Considering the current landscape, how would you describe the book industry, and what trends do you anticipate over the next five years?
I’ve a relative who just quit working in publishing because he observed fewer people truly cared about reading and feared the book world would simply shrink. I don’t see it that way. Books will always prove much-needed portals that’ll take us on memorable journeys. In the next half decade I reckon even more authors from Singapore, Malaysia, and Southeast Asia will get global recognition and critical acclaim. And then: book-to-streaming deals!

Are there any specific kind of books or genres you hope to focus more of in 2024? What are your plans for the podcast?
I’m open to almost all genres. That’s Page Turners for you - as one week I’ll be speaking with a business leader and the next, a cookbook author and after that, a prizewinning novelist. I hope to speak with more graphic novel creators and comic book writers or illustrators.

What kind of pitches / angles do you hope to receive more and conversely, less of for your podcast?
I’m open to any pitch: from an established big boy publisher to a first-time author who has just put out their own book. I just wish I was a faster reader and that there was more time to fit in more books in a month!

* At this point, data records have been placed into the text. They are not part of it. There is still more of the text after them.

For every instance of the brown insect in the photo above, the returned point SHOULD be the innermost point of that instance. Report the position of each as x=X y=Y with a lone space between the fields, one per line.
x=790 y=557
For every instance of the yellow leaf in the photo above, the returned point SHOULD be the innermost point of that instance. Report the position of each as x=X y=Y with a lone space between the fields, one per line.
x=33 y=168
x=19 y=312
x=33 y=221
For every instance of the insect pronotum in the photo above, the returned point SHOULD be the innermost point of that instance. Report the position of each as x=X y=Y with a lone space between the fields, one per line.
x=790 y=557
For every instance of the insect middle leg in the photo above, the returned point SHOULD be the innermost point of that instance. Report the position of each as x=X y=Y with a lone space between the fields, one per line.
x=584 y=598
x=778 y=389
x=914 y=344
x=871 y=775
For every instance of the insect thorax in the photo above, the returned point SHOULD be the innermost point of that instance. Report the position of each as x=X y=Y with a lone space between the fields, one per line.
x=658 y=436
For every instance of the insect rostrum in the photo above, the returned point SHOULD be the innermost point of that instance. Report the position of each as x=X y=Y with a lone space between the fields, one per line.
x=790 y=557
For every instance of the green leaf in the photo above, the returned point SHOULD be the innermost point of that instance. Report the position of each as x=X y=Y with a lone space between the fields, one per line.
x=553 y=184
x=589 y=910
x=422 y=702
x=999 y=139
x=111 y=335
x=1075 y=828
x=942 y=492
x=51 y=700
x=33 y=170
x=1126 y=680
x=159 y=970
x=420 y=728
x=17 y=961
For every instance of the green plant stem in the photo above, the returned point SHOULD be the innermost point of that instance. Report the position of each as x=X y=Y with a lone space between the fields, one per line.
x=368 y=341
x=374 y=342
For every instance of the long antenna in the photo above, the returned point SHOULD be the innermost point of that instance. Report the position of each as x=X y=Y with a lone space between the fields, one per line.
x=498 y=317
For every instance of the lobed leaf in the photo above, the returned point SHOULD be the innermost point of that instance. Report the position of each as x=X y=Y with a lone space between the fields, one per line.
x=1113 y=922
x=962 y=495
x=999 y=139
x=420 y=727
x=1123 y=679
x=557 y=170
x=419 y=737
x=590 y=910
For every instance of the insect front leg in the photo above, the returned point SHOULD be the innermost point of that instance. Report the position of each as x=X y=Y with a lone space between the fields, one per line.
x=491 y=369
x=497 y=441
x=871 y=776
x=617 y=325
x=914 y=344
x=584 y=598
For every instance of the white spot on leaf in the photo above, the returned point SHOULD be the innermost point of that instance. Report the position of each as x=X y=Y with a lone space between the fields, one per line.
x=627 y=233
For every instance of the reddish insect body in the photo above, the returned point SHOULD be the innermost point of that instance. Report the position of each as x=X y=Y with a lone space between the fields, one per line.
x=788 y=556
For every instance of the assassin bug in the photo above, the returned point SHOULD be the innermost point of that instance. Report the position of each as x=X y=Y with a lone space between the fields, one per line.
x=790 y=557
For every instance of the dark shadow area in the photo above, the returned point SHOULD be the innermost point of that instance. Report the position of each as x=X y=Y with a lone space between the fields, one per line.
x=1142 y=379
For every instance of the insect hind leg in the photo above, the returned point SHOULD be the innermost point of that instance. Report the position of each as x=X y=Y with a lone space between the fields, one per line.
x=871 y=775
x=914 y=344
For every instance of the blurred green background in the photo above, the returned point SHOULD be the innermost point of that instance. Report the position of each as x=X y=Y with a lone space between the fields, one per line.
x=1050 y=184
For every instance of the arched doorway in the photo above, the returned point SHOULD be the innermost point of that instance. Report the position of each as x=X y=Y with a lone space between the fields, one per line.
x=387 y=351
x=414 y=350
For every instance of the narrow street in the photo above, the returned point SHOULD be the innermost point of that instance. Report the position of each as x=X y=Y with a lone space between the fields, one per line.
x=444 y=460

Through your interactions with authors on Page Turners, can you give a piece of advice or insight for aspiring authors that has resonated with you?
Many of the authors told me they don’t wait for inspiration to strike before the words start flowing. They consciously make a commitment each day, or every other day, to plonk themselves in front of that laptop and get some sentences out. Eventually, they’ll get into the groove – whether it’s a couple more chapters in the bag or even just a few paragraphs. They have to keep working actively on that manuscript to keep the narrative ‘alive’. These authors also have deadlines set by their publishers, so some have no choice but to stick to that daily commitment!

If you could have a conversation with any author, who would it be and why?
It used to be Malaysian cartoonist and writer Lat, but that dream has already been fulfilled as I interviewed him in late 2023. I would love to chat with Catherine Lim because as a teenager reading her short story compilations, her tales transported me into worlds or lives that on the surface looked mundane and ordinary – but upon peeling back the layers, many of her characters were tortured souls living in quiet desperation; oftentimes on the brink of madness. As a former film student, I wanted to bring her characters to life on TV or film. As a radio broadcast journalist, I’d like to talk to her about these unforgettable characters and why she made them that way.

What is a favourite book of yours you wish to give to your fellow colleagues / friends?
If they’re into biographies, then I’d recommend ‘Touching From a Distance’ by Deborah Curtis. It’s about the short life of Ian Curtis, the late frontman of British band Joy Division. It was written by his wife, Deborah. If it’s a classic, then it would be ‘Lord of the Flies’ by William Golding. If they’re leaning towards graphic novels, then check out the Hellboy series by Mike Mignola. Or if they prefer Japanese manga, then the Oishinbo food series gets a big thumbs up from me.

Answers submitted by Melanie Oliveiro, Podcast Host / Producer of Page Turners.